De Toulouse à Hollywood. Le court-métrage d’animation Papillon fait souffler un vent occitan jusqu’aux Oscars. Réalisé par Florence Miailhe et coproduit par la société toulousaine Xbo Films, le film retrace le destin hors norme du nageur Alfred Nakache, survivant d’Auschwitz.
Papillon, œuvre poétique et bouleversante, plonge dans la mémoire d’un champion brisé par l’Histoire. Une histoire de nage et de mémoire qui, en quelques minutes, porte Toulouse jusqu’à la scène mondiale. Ces souvenirs sont ceux d’Alfred Nakache, l’un des plus grands nageurs français en nage papillon, passé notamment au club des Dauphins TOEC à Toulouse.
Où le voir ?
D’une quinzaine de minutes, il est disponible gratuitement sur la plateforme Arte et leur chaîne Youtube.
Le nageur d’Auschwitz
Née en 1915 à Constantine, en Algérie française, il devient rapidement une figure majeure de la natation. Plusieurs fois champion de France, il participe aux Jeux olympiques d’été de 1936 à Berlin.
Mais la guerre vient tout basculer. Juif, Alfred Nakache est déchu de sa nationalité par le Régime de Vichy puis arrêté et déporté à Auschwitz avec sa femme et sa fille. Elles n’en reviendront pas. Lui, oui. Après la guerre et contre toute attente, il replonge dans les bassins. Sa vie c’est nager, encore et toujours. À tel point qu’il parvient à retrouver le plus haut niveau et participe aux Jeux olympiques d’été de 1948 à Londres. Son destin s’achève tragiquement en 1983, lorsqu’il se noie lors d’une sortie en mer à Cerbère suite à une crise cardiaque. Il est aujourd’hui enterré à Sète.
Un lien personnel avec le nageur
Pour Florence Miailhe, l’histoire d’Alfred Nakache ne relève pas seulement d’une mémoire collective. Elle a aussi une résonance personnelle. Enfant, la réalisatrice prend des cours de natation à Leucate avec William Nakache, le frère du champion. À la maison, son père, ancien résistant à Toulouse pendant la Seconde Guerre mondiale, évoque souvent admirativement ce nageur. Le nom d’Alfred Nakache circule donc très tôt dans son univers.

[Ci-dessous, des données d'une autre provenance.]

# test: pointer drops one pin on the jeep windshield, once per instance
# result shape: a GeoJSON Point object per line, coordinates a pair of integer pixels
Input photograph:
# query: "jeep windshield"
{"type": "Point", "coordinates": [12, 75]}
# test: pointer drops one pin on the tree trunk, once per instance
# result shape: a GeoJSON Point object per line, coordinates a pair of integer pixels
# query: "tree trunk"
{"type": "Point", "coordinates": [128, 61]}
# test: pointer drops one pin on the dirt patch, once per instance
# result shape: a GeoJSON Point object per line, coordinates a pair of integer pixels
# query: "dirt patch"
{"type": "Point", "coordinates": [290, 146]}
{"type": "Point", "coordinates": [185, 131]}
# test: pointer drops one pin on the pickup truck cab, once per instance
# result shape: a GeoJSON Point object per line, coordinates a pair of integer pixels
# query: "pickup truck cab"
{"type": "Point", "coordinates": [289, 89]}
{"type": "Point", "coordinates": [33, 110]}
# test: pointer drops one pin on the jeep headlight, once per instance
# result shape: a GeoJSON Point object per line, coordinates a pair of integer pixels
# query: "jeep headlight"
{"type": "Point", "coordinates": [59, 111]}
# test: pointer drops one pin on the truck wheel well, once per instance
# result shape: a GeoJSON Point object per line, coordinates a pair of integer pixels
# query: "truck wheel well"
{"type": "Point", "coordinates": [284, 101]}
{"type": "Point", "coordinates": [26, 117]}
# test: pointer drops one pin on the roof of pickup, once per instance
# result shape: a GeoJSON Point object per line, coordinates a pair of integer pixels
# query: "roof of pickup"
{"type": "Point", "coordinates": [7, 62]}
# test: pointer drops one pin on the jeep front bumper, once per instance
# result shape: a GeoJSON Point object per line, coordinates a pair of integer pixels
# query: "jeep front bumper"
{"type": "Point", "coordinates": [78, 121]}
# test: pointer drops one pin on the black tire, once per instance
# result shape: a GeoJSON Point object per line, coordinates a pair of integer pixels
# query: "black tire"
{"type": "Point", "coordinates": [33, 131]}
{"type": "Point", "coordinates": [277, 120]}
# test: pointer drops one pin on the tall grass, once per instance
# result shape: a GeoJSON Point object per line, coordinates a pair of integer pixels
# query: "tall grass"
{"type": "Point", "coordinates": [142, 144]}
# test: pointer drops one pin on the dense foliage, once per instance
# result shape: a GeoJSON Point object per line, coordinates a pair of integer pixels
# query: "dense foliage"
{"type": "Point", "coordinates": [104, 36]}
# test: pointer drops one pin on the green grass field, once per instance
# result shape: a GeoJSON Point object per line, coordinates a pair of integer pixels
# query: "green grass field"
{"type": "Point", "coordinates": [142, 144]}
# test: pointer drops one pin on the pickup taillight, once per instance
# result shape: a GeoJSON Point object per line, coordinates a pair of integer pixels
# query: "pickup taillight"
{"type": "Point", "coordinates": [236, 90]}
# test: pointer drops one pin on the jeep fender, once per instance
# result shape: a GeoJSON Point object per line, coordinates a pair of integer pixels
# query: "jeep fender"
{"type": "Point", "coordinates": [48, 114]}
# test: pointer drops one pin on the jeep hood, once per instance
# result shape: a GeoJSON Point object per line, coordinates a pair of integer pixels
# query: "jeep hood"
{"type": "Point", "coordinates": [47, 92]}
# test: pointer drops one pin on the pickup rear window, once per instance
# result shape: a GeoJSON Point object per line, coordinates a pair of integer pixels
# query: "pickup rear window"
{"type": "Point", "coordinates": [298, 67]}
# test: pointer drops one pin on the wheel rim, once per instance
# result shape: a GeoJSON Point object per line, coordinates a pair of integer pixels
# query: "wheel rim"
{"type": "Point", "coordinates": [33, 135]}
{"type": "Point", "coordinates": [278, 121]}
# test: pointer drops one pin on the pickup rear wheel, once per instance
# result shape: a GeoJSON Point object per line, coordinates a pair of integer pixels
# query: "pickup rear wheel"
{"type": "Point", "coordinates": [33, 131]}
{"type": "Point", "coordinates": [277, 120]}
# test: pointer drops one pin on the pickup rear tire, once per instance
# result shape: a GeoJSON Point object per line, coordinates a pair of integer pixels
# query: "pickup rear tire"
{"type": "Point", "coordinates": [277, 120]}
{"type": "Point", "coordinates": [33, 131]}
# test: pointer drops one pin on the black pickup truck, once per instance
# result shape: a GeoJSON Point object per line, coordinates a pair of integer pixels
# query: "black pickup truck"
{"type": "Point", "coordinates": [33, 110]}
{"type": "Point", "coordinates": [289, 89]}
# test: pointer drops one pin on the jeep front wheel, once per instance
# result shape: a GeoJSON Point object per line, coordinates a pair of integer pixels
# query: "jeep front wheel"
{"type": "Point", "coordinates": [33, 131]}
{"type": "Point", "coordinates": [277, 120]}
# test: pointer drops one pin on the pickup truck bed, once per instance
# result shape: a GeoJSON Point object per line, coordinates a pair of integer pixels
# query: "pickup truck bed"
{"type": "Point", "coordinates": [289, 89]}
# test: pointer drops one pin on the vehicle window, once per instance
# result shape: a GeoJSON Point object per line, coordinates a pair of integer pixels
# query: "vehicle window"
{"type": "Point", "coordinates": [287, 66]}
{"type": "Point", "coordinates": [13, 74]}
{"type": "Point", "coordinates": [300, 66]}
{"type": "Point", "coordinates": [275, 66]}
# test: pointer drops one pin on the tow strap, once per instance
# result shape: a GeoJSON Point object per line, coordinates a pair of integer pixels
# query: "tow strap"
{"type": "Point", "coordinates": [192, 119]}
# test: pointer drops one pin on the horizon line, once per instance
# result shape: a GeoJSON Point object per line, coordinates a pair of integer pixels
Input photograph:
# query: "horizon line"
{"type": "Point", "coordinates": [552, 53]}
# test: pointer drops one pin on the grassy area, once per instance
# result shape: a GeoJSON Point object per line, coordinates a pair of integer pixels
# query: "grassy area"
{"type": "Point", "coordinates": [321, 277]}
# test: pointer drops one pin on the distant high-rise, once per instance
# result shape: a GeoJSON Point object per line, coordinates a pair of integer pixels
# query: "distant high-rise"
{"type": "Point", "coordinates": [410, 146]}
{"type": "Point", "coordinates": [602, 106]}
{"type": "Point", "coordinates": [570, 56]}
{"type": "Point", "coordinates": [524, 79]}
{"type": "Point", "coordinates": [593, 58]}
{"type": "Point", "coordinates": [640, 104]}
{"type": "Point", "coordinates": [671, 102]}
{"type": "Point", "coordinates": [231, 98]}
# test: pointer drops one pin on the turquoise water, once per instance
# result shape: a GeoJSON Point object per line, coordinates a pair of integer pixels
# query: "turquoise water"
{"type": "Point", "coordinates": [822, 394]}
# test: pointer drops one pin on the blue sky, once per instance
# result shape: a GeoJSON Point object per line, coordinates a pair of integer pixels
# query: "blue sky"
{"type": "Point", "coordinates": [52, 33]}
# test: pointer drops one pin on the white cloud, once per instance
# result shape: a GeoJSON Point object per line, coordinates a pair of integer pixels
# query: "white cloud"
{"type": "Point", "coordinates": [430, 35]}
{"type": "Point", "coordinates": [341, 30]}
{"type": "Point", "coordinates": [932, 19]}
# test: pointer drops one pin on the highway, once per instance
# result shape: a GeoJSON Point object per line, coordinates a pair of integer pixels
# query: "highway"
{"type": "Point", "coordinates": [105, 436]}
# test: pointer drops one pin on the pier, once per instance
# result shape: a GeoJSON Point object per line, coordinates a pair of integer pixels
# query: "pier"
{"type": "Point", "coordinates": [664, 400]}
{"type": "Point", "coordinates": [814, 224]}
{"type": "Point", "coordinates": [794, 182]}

Des années plus tard, vers 2015, alors qu’elle cherche à financer son long métrage La Traversée, l’idée lui refait surface. Papillon naît de cette envie de raconter un destin tragique sous forme de conte. Avec ce film, Florence Miailhe décroche une première nomination aux Oscars pour la 98ᵉ cérémonie ce dimanche. Une nouvelle reconnaissance pour cette figure singulière du cinéma d’animation français, déjà remarquée pour ses anciens projets.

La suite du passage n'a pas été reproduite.